Resistance mechanism: Mutations in PfCRT (P. falciparum chloroquine resistance transporter) actively pump chloroquine out of the food vacuole, preventing lethal haeme accumulation. Resistance is now very widespread in P. falciparum but uncommon in P. vivax (except parts of Papua New Guinea and Indonesia).
Pharmacokinetics:
- Rapidly and almost completely absorbed from GI tract
- Peak plasma levels in ~3 hours
- Very large volume of distribution (100-1000 L/kg) - binds extensively to tissues
- Initial half-life: 3-5 days; terminal half-life: 1-2 months
- Principally excreted in urine
Adverse effects: Generally well tolerated. Pruritus (common in Africans), nausea, vomiting, abdominal pain, headache, blurred vision. Rarely: retinopathy (with long-term high doses), QT prolongation, cardiac toxicity.

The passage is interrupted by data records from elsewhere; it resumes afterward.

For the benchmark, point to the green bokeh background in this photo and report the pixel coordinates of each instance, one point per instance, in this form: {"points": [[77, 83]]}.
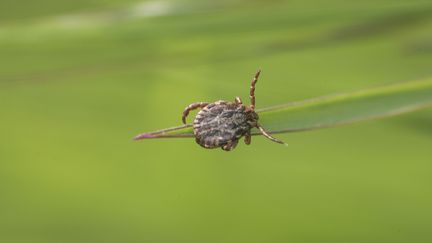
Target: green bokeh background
{"points": [[78, 79]]}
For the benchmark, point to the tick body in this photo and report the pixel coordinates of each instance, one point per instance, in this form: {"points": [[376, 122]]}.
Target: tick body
{"points": [[222, 124]]}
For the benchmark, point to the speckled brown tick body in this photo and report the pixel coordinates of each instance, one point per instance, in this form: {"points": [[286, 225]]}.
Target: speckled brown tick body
{"points": [[222, 123]]}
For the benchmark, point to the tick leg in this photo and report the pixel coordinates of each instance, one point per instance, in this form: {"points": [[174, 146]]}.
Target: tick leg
{"points": [[248, 138], [252, 90], [192, 106], [265, 133], [230, 146]]}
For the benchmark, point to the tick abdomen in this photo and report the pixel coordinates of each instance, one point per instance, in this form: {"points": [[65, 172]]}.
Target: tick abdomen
{"points": [[220, 123]]}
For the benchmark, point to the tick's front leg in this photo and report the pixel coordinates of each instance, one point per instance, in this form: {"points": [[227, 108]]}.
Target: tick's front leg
{"points": [[191, 107], [230, 146], [248, 138]]}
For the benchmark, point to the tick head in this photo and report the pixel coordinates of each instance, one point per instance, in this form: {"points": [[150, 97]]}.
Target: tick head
{"points": [[252, 117]]}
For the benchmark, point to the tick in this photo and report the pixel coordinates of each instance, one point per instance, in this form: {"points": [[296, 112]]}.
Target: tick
{"points": [[222, 123]]}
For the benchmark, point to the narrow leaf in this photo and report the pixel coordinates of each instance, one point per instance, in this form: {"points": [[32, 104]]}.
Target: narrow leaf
{"points": [[333, 110]]}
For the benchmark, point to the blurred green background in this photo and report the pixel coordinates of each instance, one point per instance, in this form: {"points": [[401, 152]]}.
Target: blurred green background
{"points": [[78, 79]]}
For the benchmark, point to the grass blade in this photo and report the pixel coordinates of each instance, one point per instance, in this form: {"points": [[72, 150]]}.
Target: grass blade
{"points": [[333, 110]]}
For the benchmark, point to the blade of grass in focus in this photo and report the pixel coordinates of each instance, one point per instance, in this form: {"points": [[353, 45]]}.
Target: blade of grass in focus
{"points": [[333, 110]]}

B. Primaquine (Radical Cure - Anti-relapse)
| Parameter | Details |
|---|
| Drug class | 8-aminoquinoline |
| Dose | 0.25 mg/kg/day for 14 days |
| Adult dose | 15 mg base daily for 14 days (standard); WHO recommends 30 mg base for 14 days |
| Duration | 14 days |
| Route | Oral |
| Target | Liver hypnozoites (dormant forms) |
Mechanism of Action:
Primaquine is converted in the body to reactive metabolites that interfere with the parasite's mitochondrial electron transport chain, generating reactive oxygen species (ROS). This causes oxidative damage to hypnozoites and gametocytes. It is the only drug (along with tafenoquine) that kills hepatic hypnozoites and thus achieves radical cure.
Contraindications:
- G6PD deficiency - Can cause severe haemolytic anaemia (check G6PD before prescribing)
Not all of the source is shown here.